Tosser's Independent Trading


Today's post kind of follows on from yesterday's. We watched The Big Short yesterday afternoon; a 2015 film based on the book of the same name by Michael Lewis about the corruption and fraud that lay at the very heart of the 2008 financial crash. I won't wreck the film - or the book - for those who've not seen either: but suffice it to say that the nub of the tale is rooted in the underlying systemic lie of free-market Capitalism: that markets are free and self-regulating, and governed, if at all, by the prudence and propriety of its actors. Not so, as I've said repeatedly before, ad nauseam.

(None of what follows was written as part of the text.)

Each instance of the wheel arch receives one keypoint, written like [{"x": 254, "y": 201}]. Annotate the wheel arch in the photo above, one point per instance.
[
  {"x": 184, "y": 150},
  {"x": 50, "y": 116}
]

Fair trading has always been generally seen as being one jump ahead of your competitor, either by dint of price and/or quality of your commodity, or by seeing advantageous changes in the market before they [your competition] do and acting accordingly to get the jump on them.  Communications has always been key to to trading on the financial markets [blog posts passim] with its apogee (read nadir) being High Frequency Trading. Pulling the wool over the eyes of the opposition is what it all amounts to in the end. In normal walks of life, fraud is treated as fraud, and punished as such; but 'economies of scale' and the 'respectability' of those in charge of what after all is our money and the economy - of which we're an active and integral part - hold sway over morality and the rule of law.